Justement quel est le rôle de la musique sur le plan personnel ?
À la base c'état un exécutoire. Ensuite j'ai grandi avec la musique, j'ai voyagé version sac-à-dos et à "l'arrache"? Et puis j'ai commencé à avoir la parole. J'ai senti le besoin d'en faire quelque chose de réfléchi. L'exutoire c'est alors sublimé, en quelque sorte.
Dans Victoria, tu sembles nourrir une relation forte avec l'Amérique latine. D'où ça vient ?
Je suis d'origine argentine. Victoria n'est pas une personne que j'ai rencontrée directement, mais il y en a plein des petites Victoria. Après, il y a un jeu de mot avec "hasta la victoria".
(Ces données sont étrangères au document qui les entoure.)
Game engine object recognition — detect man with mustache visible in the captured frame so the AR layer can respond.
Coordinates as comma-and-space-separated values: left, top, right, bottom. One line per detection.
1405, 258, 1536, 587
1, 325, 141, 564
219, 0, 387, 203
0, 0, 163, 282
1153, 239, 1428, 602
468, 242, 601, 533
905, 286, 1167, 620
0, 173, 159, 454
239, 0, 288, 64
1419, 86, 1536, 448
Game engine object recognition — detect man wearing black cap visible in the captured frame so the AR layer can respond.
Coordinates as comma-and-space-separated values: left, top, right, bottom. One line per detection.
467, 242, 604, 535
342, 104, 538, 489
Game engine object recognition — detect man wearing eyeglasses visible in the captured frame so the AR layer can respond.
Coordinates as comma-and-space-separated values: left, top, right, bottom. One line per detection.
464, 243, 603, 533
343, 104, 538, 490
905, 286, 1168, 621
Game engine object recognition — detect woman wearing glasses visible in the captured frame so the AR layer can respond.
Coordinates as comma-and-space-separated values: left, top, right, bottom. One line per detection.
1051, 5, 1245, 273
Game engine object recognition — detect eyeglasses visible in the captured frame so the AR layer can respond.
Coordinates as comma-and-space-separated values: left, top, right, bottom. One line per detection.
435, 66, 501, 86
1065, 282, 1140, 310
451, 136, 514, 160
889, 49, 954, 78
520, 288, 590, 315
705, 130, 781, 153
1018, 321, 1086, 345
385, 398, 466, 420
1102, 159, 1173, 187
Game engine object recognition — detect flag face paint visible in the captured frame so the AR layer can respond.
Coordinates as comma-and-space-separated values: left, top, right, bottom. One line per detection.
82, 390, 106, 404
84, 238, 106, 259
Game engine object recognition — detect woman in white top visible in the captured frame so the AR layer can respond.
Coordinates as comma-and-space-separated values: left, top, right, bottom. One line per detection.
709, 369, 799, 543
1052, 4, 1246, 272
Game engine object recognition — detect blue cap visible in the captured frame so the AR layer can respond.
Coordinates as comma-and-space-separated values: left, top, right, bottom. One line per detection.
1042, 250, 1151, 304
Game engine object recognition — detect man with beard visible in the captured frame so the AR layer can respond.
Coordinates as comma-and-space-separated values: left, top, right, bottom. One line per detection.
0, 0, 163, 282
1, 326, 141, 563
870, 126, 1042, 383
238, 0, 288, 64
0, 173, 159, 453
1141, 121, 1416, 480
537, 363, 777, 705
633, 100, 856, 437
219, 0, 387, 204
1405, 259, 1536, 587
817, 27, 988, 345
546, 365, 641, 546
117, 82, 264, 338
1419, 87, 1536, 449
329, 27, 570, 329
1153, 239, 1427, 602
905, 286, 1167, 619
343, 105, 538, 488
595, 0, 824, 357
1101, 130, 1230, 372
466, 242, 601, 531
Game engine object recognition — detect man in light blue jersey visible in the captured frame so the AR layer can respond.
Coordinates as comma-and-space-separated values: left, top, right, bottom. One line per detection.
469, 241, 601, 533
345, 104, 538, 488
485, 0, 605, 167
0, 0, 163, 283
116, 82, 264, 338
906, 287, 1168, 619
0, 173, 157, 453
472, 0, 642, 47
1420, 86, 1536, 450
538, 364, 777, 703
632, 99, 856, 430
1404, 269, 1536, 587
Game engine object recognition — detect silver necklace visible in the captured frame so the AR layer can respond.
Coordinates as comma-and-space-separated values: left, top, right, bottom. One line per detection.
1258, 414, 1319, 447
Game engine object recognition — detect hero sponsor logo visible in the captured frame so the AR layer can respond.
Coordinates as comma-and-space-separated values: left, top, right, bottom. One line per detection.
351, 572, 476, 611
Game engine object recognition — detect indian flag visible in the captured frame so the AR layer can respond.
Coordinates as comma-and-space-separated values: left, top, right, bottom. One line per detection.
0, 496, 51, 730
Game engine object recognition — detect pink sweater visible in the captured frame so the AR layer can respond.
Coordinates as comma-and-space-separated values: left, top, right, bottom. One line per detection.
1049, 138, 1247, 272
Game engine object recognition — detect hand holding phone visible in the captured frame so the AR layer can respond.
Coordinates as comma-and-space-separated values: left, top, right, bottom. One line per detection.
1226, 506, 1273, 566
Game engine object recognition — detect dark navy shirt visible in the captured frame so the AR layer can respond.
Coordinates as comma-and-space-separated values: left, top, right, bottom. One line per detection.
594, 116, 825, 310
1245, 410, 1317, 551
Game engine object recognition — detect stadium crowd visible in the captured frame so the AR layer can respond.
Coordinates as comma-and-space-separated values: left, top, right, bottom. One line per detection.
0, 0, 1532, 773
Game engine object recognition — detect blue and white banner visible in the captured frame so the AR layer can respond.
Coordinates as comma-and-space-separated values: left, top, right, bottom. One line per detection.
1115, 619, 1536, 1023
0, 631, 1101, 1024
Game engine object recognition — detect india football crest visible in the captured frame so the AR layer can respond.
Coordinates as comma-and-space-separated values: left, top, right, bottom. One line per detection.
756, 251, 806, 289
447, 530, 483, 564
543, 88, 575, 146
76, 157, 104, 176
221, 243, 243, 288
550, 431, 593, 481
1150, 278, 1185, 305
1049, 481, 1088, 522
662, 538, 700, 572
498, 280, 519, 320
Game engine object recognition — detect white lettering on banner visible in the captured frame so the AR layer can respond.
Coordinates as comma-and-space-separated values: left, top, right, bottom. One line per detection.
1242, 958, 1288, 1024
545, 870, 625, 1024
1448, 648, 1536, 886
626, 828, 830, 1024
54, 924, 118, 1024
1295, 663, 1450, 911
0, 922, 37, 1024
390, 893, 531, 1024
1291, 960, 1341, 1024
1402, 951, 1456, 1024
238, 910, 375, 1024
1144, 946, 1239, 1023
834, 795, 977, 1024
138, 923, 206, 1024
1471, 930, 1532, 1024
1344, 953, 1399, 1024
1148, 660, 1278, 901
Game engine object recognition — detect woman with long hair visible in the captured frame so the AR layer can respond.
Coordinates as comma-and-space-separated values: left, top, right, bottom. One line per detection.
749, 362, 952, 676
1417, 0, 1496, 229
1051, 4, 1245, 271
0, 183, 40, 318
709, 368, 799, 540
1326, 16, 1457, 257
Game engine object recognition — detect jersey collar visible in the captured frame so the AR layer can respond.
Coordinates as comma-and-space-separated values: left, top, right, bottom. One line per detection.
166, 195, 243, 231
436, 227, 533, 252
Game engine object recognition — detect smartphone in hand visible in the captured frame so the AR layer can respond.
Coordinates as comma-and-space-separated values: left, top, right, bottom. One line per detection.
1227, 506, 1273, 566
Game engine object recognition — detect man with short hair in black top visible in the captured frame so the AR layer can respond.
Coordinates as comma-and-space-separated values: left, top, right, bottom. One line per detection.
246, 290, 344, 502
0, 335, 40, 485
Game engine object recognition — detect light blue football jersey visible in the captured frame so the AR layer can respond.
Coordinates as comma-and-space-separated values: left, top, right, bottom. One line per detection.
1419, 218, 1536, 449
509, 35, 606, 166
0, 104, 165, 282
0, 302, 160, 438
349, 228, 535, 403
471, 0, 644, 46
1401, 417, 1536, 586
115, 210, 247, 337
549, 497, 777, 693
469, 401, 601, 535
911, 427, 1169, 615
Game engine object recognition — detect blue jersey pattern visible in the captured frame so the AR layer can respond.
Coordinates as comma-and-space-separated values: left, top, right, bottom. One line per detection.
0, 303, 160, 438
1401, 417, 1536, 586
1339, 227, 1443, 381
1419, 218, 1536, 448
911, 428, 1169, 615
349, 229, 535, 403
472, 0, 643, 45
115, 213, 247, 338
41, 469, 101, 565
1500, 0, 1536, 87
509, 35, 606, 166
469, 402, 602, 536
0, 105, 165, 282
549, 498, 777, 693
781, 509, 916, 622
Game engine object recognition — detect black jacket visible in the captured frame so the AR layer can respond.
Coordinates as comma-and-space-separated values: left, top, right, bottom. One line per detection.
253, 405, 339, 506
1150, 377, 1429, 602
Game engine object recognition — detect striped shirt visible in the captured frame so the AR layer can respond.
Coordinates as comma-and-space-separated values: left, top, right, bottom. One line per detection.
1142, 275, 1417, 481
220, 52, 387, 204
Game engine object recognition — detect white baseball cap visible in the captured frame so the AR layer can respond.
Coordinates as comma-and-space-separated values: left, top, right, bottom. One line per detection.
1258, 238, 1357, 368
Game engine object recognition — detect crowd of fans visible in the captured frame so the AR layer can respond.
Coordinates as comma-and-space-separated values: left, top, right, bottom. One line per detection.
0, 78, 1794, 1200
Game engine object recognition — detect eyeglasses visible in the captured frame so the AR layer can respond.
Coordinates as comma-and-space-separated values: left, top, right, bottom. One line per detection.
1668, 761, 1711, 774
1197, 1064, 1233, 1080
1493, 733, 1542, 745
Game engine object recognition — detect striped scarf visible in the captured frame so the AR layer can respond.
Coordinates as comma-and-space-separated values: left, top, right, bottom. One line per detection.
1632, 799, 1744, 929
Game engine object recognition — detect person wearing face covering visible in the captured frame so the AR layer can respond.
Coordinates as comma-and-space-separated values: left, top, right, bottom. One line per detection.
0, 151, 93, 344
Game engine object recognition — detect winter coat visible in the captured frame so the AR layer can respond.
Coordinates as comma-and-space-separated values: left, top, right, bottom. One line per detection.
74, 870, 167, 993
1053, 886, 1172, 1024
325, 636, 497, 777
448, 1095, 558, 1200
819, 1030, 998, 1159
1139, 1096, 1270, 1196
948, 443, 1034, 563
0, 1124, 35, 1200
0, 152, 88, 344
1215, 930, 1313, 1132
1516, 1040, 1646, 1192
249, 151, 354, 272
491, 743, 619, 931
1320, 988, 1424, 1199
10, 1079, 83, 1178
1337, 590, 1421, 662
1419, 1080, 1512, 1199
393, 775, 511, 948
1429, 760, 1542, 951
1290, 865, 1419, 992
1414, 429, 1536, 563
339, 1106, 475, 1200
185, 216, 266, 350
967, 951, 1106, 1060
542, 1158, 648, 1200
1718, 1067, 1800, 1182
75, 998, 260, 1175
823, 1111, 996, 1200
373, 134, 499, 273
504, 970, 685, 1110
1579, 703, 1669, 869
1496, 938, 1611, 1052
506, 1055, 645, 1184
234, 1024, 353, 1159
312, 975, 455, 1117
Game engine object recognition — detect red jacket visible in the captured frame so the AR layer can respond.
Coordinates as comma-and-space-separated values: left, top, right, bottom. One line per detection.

Et comment s'est passée la rencontre avec Claudio Gonzalez qui t'accompagne sur ce titre ?
Je l'ai juste vu chanter dans la rue il y a sept ans. C'était la première fois que j'allais en Argentine. Ma famille est originaire de Salta, mais je l'ai vu à Buenos Aires. Il chante souvent dans la rue marchande du centre, la rue Florida. Je m'étais dit que si un jour je faisais un album, j'irai le chercher. Les années passent. Sur le morceau Victoria je voulais faire un refrain un peu folklore, paysan. Puis je me dis que ça serait pas mal de le faire avec un Argentin qui se met dans la peau du père de Victoria qui essaie de la consoler, et qui du coup essaie de consoler le pays. Autour de moi, personne ne croyait que je pouvais le retrouver. On m'a proposé des chanteurs engagés? mais je le voulais lui. A ce moment-là, ma mère était en Argentine alors je lui ai demandé d'aller voir s'il était toujours dans la rue. Et il était là- bas. En plus le jour où je suis allé en Argentine pour qu'on enregistre le morceau, c'était l'anniversaire de sa fille. Il me dit : "Elle a 14 ans et elle s'appelle Victoria".
Que connais-tu de l'Amérique du Sud ?
Je connais bien le Mexique. Je suis allée au Chiapas, j'ai visité des communautés zapatistes, j'ai rencontré Marcos. Je me suis rendue dans des forums sociaux comme celui de Porto Alegre ou Bamako en Afrique. Mais je crois que je n'irai plus parce que c'est la grosse carotte. C'est de pire en pire. Pour les anti-institutionnels, c'est dur de voir autant d'institutions et de récupération. C'est bien pour choper des connections, mais ce n'est pas là-bas qu'on changera le monde. Enfin, c'est ce que je me dis.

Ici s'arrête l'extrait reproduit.